But a LLM shows similiar effects.
COCONUT, PCCoT, PLaT and co are directly linked to 'thinking in latent space'. yann lecun is working on this too, we have JEPA now.
Also how do you describe or explain how an LLM is generating the next token when it should add a feature to an existing code base? In my opinion it has structures which allows it to create a temp model of that code.
For sure a LLM lack the emotional component but what we humans also do, which indicates to me, that we are a lot closer to LLMs that we want to be, if you have a weird body feeling (stress, hot flashes, anger, etc.) your 'text area/llm/speech area' also tries to make sense of it. Its not always very good in doing so. That emotional body feeling is not that aligned with it and it takes time to either understand or ignore these types of inputs to the text area/llm/speech part of our brain.
I'm open for looking back in 5 years and saying 'man that was a wild ride but no AGI' but at the current quality of LLMs and all the other architectures and type of models and money etc. being thrown at AGI, for now i don't see a ceiling at all. I only see crazy unseen progress.
I don't understand what part of what I said you disagree with.
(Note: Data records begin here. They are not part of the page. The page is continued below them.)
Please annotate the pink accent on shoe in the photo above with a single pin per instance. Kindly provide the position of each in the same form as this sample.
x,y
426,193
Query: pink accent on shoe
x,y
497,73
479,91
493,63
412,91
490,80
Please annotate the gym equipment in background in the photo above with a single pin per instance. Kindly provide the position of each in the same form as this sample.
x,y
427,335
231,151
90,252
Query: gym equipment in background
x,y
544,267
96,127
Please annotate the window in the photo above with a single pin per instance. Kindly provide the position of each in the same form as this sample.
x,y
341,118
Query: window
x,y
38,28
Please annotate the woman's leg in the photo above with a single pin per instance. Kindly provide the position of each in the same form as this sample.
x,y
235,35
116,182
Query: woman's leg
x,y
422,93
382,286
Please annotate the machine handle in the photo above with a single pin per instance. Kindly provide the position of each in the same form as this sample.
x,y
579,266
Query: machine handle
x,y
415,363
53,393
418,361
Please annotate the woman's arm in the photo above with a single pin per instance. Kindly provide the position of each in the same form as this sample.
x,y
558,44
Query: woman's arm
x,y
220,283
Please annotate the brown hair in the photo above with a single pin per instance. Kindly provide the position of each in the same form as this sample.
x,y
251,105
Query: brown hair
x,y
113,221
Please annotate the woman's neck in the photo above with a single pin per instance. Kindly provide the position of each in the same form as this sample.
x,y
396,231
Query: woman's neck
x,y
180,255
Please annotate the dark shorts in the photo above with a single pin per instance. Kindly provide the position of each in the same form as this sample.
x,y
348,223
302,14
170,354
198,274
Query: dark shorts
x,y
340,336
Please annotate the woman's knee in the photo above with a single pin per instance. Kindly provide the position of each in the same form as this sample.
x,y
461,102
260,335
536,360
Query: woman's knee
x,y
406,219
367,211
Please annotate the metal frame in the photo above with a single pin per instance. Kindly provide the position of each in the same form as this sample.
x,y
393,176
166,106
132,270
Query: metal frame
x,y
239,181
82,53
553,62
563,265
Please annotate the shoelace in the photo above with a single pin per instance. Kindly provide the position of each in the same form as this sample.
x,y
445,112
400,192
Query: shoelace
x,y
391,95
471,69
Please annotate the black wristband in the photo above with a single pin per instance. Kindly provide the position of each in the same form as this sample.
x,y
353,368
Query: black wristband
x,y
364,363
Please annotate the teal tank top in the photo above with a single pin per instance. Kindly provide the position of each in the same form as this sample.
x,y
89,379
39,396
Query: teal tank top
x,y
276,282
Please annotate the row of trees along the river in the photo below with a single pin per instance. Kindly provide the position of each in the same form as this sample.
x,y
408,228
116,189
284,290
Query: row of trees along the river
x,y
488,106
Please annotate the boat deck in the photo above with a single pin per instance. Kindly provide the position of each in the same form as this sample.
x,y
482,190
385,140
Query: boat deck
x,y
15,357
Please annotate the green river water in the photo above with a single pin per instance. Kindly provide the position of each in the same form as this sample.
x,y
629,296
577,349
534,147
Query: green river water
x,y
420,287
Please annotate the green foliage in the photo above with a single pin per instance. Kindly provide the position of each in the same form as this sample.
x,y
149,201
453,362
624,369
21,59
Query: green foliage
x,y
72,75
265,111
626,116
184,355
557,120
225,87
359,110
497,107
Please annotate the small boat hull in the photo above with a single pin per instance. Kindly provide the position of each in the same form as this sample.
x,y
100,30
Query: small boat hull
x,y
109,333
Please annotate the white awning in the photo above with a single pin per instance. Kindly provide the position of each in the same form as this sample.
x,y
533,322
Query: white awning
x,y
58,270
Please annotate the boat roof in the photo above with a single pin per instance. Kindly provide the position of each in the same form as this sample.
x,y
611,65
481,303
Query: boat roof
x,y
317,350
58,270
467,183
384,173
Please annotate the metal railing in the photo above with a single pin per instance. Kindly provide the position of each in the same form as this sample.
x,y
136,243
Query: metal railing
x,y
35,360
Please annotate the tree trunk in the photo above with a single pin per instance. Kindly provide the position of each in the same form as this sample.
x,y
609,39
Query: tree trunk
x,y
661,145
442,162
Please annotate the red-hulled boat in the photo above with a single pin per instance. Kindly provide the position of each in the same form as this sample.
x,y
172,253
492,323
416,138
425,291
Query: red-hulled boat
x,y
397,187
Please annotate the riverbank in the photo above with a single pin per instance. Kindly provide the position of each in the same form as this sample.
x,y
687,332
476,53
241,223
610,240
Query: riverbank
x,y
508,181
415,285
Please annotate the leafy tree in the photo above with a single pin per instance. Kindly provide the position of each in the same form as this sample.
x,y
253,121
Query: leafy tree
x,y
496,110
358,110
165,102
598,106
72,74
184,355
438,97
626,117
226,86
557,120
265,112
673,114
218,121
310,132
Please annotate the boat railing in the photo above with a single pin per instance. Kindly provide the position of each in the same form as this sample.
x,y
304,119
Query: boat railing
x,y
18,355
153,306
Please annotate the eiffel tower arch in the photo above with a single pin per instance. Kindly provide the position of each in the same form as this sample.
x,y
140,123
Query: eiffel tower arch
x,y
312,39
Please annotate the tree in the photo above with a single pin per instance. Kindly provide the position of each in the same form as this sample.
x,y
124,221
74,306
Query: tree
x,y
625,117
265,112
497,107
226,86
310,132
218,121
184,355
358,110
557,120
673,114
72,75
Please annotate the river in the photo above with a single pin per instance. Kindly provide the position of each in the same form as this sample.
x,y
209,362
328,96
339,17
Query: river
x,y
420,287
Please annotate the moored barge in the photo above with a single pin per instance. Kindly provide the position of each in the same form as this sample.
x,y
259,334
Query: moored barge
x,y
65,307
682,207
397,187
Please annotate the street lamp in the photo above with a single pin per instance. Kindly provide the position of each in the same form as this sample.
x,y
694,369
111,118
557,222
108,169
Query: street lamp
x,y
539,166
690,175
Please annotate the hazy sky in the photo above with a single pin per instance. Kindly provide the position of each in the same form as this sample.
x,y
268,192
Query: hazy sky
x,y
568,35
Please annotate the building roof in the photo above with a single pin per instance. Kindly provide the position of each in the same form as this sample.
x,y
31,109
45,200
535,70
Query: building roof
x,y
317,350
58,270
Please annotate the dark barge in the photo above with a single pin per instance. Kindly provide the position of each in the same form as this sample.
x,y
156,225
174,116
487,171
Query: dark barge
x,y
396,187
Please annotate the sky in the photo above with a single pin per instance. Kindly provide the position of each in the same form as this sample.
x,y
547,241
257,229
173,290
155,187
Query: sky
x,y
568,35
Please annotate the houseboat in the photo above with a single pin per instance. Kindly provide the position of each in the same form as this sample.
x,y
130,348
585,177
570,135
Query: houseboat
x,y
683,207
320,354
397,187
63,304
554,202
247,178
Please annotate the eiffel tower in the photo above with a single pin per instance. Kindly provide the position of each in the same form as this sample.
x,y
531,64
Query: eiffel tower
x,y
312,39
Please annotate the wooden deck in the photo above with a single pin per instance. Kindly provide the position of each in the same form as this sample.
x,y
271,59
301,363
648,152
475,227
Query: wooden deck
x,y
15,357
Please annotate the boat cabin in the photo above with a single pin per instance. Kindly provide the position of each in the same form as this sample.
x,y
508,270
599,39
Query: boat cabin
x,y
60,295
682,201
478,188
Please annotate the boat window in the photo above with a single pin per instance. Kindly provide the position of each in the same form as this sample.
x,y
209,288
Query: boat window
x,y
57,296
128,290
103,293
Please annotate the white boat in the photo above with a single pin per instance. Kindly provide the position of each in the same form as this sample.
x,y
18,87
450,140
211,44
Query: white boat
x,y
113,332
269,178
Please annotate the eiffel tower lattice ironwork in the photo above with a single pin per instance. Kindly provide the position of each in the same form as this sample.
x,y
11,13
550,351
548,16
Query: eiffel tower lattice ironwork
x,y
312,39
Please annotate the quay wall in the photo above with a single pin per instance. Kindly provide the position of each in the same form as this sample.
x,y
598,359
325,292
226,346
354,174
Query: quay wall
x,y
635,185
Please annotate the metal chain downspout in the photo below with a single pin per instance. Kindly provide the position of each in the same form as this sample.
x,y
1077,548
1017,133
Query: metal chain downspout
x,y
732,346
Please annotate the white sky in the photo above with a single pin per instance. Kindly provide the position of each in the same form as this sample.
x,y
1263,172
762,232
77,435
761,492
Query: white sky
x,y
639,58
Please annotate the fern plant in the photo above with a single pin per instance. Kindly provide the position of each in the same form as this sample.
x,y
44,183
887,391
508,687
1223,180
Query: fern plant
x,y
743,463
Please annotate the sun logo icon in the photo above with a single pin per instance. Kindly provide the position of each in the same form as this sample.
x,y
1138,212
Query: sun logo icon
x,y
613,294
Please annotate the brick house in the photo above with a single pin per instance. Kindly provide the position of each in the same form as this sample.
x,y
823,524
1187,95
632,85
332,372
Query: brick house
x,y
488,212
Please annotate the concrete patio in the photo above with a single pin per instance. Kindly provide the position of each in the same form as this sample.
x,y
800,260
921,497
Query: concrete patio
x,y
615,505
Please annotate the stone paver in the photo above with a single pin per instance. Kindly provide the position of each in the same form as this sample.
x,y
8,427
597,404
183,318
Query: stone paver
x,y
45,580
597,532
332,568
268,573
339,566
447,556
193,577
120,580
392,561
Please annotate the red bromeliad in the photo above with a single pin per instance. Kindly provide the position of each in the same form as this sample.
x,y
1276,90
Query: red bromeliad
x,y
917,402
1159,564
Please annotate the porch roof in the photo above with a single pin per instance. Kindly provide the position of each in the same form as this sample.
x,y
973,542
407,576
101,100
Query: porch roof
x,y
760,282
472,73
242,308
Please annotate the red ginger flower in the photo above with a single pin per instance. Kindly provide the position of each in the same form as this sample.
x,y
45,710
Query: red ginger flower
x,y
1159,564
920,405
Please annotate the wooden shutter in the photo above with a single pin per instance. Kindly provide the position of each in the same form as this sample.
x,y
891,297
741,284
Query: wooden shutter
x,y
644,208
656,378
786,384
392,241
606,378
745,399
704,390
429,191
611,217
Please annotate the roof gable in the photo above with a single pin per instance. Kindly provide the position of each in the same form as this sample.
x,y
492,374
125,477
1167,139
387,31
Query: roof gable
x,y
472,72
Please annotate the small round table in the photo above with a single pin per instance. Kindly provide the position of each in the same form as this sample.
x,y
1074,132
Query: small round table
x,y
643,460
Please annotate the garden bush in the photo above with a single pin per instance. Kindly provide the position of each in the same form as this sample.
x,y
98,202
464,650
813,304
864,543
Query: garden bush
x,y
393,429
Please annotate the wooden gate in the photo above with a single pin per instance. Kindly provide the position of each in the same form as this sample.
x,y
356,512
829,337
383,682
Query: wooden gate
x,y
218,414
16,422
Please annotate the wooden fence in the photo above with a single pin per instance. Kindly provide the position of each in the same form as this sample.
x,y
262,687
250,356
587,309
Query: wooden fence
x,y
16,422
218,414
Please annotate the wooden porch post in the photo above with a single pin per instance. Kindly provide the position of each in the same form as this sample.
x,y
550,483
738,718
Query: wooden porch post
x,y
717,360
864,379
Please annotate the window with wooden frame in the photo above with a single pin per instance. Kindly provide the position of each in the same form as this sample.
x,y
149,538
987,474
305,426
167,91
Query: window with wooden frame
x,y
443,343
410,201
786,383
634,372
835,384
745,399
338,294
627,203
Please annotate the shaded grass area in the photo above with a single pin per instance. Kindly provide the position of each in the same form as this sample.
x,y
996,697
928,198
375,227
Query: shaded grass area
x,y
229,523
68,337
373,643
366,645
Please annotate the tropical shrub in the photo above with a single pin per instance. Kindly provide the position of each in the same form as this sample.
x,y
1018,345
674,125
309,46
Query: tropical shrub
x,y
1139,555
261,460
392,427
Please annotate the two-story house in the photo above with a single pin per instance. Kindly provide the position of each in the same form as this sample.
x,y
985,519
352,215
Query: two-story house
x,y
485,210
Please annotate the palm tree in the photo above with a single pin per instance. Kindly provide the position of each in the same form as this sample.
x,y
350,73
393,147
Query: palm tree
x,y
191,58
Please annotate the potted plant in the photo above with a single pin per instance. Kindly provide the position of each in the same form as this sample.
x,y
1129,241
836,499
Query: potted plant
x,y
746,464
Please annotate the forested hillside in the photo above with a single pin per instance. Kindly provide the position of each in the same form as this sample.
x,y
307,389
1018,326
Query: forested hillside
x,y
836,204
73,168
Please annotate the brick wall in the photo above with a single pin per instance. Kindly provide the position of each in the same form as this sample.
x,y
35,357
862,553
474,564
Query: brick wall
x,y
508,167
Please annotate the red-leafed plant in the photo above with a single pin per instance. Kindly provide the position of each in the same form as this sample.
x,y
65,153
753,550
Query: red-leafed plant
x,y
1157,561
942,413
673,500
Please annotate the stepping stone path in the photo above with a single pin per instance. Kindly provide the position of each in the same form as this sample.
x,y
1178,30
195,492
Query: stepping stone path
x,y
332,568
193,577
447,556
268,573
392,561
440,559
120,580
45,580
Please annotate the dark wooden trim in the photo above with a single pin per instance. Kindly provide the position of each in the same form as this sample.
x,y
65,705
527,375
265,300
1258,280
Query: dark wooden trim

You state how you think and plan and have thoughts on how to do things etc. and i assumed you mention your way of thinking because you assume a LLM is not doing any of it.
I showed than counter examples.
I don't think you showed counter examples? Or can you link me to a paper which describes a language model thinking without predicting tokens?
My second sentence references all these papers:
"COCONUT, PCCoT, PLaT and co are directly linked to 'thinking in latent space'. yann lecun is working on this too, we have JEPA now."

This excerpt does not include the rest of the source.